At some point this should be a TechCom-RFC, but at the moment it's still in the drafting stage.
Problem
MediaWiki claims to support five databases: MySQL/MariaDB, SQLite, PostgreSQL ("PG"), Microsoft SQL Server ("MSSQL"), and Oracle Database. For normal runtime-type queries, we have abstractions that make these all mostly work pretty well.
But at the DDL level it's a completely different story. One major piece of (and source of) technical debt is the fact that MediaWiki does not have a database schema, it has four. And most schema changes have to be written five times, one for each supported database.

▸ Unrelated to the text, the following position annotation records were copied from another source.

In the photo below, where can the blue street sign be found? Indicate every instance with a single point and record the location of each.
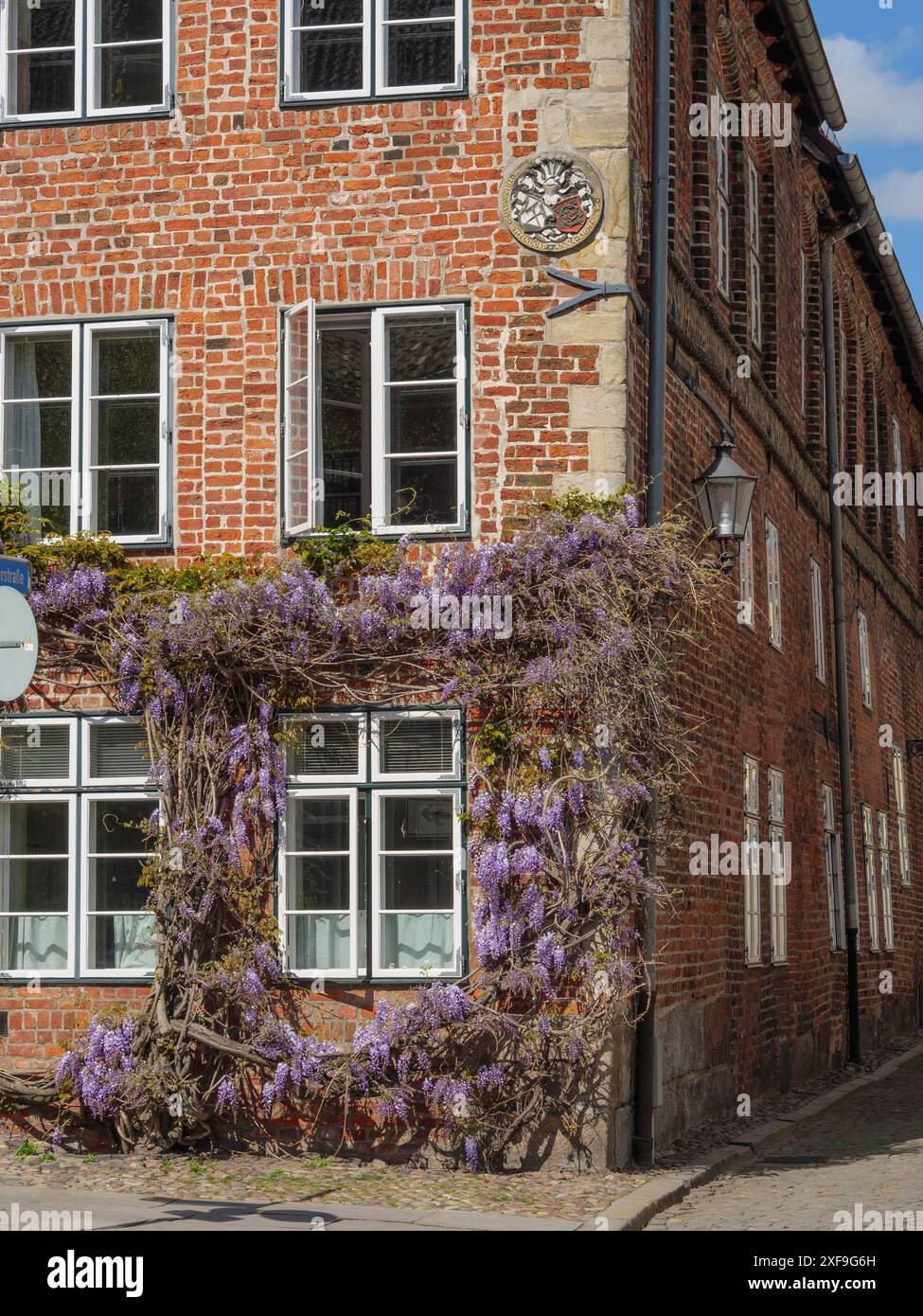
(14, 574)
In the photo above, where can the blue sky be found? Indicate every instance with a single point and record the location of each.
(876, 51)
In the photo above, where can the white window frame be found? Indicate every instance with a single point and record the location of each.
(864, 657)
(898, 471)
(773, 584)
(756, 267)
(330, 778)
(71, 912)
(818, 621)
(747, 614)
(299, 448)
(871, 880)
(87, 724)
(413, 715)
(751, 863)
(901, 807)
(84, 87)
(778, 904)
(332, 792)
(111, 796)
(834, 870)
(44, 782)
(374, 58)
(378, 970)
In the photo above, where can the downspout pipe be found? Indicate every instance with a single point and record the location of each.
(646, 1033)
(843, 732)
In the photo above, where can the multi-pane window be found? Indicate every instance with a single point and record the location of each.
(864, 658)
(376, 420)
(773, 584)
(370, 854)
(898, 483)
(871, 893)
(84, 427)
(756, 267)
(885, 860)
(723, 206)
(818, 621)
(66, 60)
(751, 860)
(901, 804)
(834, 870)
(353, 49)
(74, 837)
(747, 601)
(778, 914)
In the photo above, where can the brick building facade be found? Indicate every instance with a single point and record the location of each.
(216, 186)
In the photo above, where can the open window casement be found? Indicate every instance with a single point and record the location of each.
(417, 418)
(303, 507)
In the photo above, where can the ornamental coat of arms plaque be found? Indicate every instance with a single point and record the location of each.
(552, 203)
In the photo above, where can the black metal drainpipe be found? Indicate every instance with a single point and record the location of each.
(646, 1035)
(843, 736)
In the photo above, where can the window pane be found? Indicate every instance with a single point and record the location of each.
(41, 83)
(417, 941)
(423, 491)
(127, 503)
(420, 54)
(121, 941)
(344, 421)
(33, 945)
(417, 881)
(423, 349)
(326, 749)
(130, 75)
(317, 883)
(37, 752)
(418, 823)
(417, 745)
(130, 20)
(319, 941)
(317, 826)
(423, 420)
(127, 362)
(311, 13)
(328, 61)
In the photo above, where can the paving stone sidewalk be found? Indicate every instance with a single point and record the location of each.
(868, 1149)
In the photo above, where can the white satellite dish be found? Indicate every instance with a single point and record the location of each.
(19, 644)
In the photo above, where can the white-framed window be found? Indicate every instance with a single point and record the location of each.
(66, 60)
(898, 482)
(780, 876)
(901, 806)
(723, 205)
(361, 49)
(747, 601)
(773, 584)
(818, 621)
(751, 861)
(376, 418)
(885, 858)
(371, 874)
(756, 263)
(71, 857)
(84, 425)
(871, 884)
(864, 658)
(834, 870)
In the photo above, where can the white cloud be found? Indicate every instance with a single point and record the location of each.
(881, 104)
(899, 196)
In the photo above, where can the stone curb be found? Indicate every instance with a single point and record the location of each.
(636, 1208)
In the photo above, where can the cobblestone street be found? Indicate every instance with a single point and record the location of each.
(868, 1149)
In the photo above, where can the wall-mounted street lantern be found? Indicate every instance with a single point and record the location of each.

In practice, this means schema changes for the less-supported databases are often omitted, or when not omitted are often merged without being tested.
We can improve the situation by abstracting the schema and schema change definitions, with code per database to translate that into the actual DDL statements.
Approved solution
Create a PHP interface (or base class) for schemas and schema changes. We implement this in top of Doctrine DBAL. Schemas and schema changes will be defined in JSON files conforming to https://www.mediawiki.org/wiki/User:Anomie/Abstract_schema, which will be read into Schema or SchemaDiff objects. DBAL will then take care of generating SQL for any supported RDBMS.

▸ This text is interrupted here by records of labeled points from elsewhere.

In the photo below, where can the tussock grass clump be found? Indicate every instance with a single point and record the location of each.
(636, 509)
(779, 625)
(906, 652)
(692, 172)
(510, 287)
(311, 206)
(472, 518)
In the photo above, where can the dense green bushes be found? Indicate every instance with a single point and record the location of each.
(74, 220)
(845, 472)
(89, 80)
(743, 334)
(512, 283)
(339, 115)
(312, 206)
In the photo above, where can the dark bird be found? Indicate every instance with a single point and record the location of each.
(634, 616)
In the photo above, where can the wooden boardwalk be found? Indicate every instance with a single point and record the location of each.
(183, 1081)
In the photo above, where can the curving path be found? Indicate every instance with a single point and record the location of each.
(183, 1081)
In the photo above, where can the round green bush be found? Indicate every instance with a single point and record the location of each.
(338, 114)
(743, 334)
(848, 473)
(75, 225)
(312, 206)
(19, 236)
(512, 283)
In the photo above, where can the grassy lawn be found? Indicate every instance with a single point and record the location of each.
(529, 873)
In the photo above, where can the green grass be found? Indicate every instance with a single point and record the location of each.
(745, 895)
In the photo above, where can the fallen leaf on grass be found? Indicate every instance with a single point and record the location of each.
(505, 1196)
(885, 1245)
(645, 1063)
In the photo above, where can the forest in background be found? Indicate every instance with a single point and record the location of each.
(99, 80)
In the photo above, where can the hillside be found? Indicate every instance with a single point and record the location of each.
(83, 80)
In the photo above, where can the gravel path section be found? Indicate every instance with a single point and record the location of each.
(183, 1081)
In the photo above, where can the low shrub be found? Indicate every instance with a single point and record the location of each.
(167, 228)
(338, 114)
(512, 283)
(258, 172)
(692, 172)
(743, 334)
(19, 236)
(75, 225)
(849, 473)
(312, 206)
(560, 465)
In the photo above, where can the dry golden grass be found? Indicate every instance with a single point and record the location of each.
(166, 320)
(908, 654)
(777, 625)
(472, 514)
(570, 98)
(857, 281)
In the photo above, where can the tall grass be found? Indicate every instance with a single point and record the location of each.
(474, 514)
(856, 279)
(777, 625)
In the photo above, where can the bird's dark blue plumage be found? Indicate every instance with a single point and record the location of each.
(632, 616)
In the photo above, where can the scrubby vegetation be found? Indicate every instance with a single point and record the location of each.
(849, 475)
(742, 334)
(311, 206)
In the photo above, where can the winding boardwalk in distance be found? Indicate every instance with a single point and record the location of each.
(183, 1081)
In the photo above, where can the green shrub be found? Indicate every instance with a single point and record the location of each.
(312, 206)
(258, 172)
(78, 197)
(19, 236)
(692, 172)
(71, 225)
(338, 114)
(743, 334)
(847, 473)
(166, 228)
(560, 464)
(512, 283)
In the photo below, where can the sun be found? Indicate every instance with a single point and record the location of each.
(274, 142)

In addition, database support (in the form of a subclass of the Database base class) should be made pluggable. Extensions that want to provide support for a database backend would provide a Database subclass as well as a suitable implementation of the schema and schema change interface. This would be trivial for any database that is supported by DBAL.
Notes:
- This means we drop support for MSSQL and Oracle RDBMS from MediaWiki core, since DBAL support for them is insufficient and/or the schema for these databases has diverged from the main line schema. WMF will not continue support for these database backends. Volunteers have shown interest in bringing back support for these backends in form of extensions.
- For schema definitions, we go with JSON for now. But the we may want to switch to YAML later, for easier editing. JSON and YAML can easily be converted into one another.
- If someone wants to introduce a schema change, there should be a new deployable file which can contain several schema changes. Existing schema change (json) files should not be changed to perform additional changes.
Old proposals
Proposal #1
We should write a schema and schema change abstraction layer to integrate with MediaWiki's existing runtime database abstraction. Details are on-wiki at https://www.mediawiki.org/wiki/User:Anomie/Abstract_schema and https://www.mediawiki.org/wiki/User:Anomie/Abstract_schema/DB_Requirements, but in short:
- We would have one schema, expressed as a structure in a JSON file. We would have one definition of each schema change, expressed as a structure in a JSON file.
- Database-specific classes would exist to turn the schema or schema-change into SQL statements, much as we have database-specific subclasses of Wikimedia\Rdbms\Database.
- We'd also tighten up some of the other database-level things: limited identifier lengths, index name uniqueness, data type consistency, charset consistency, etc.
The reason we didn't go with this:
- It's lots of work to write a schema and schema change abstraction from scratch.
Proposal #2
Try to integrate Doctrine Migrations for schema creation and updates.
Pros (compared to Proposal #1):
- We wouldn't have to implement all the database-specific logic ourself.
- Probably a larger community fixing any bugs that exist.
- Familiar system for (some subset of) PHP developers, simplifying onboarding of devs.
The reasons we didn't go with this:
- We'd have to have code to translate MediaWiki's DB connection info to Doctrine's format, and otherwise translate between Doctrine conventions and MediaWiki conventions.
- We may have to custom-implement a "mwtimestamp" type, or else standardize all DBs on using 14-byte strings.
- We may still have to work around issues like MSSQL's different treatment of NULLs in unique indexes.